Antony Davies is an associate professor of economics at the Palumbo-Donahue School of Business at Duquesne. Davies argues that much is left out of the debate on the rising costs of health care:
"The cost of insurance is frequently misrepresented because regulatory proponents quote prices for low- or zero-deductible insurance. According to America's Health Insurance Plans Center for Policy Research, the national average cost for individual coverage is $3,300 per year. This varies markedly by state . The highest cost states are New York and Massachusetts, where individual insurance averages over $6,300 (for New York) and $5,000 (for Massachusetts). The lowest cost states are Iowa and North Carolina, where individual insurance is around $2,500. The reason for the discrepancy is state laws that regulate insurance. For example, New York has "community rating" (meaning insurance companies are not allowed to charge more for people who are of higher risk) and "guaranteed issue" (meaning that insurance companies must insure anyone who asks for insurance). If we look at insurance costs across states, we see that much of the cost of insurance is due to existing regulation, which calls to mind the late Robert LeFevre's quip that government is a disease masquerading as its own cure.
"To put these numbers in perspective, the average American family spends $5,500 per year on vehicles and gas, almost $7,000 on food (eating in and out), and $3,500 on entertainment. By comparison and given that insurance coverage is integral to longevity, the cost of insurance is not overwhelming.
"Finally, lost in the discussion of the cost of health care is any reference to what the increased cost of health care has bought us. Fifty years ago, people routinely died from diseases that, today, can be treated with over-the-counter medicines. Yes, our infant mortality rates are higher than in other developed countries, but that is actually a sign of improved health care. Children who die in utero are not counted in the infant mortality figures because, to count as "an infant", one must survive to birth. Pre-natal care in the U.S. has advanced to the point that many children who would otherwise have died in utero (and thus not show up in the infant mortality figures), live to birth. Thus, when some of these children do die, they are now counted among infant mortalities and so make our infant mortality rates higher. What is important is that our infant mortality rates are higher, not because disproportionately more children are dying, but because disproportionately more children are surviving to birth.

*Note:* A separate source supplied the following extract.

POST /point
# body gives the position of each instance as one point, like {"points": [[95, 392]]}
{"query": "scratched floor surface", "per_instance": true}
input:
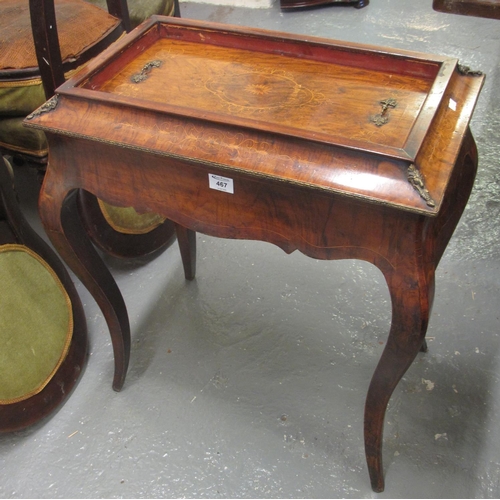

"Regulatory proponents will tell us that what they want are the 1960s health care prices that were almost half of what they are today. But what they really want is impossible - they want 1960s prices at 2010 quality. If the US mortality rate today were the same as it was in 1960, 500,000 *more* Americans would die each year. That's what the increased cost of health care has bought us - half a million lives saved annually.
"One last thing: There is one price that has, historically, risen faster than the price of health care. That's the price of government. On a per-person and inflation adjusted basis, the price of health care has risen 2000% since 1954, but the price of government has risen almost 3000% -- and those are the people who claim that they can control the costs of health care."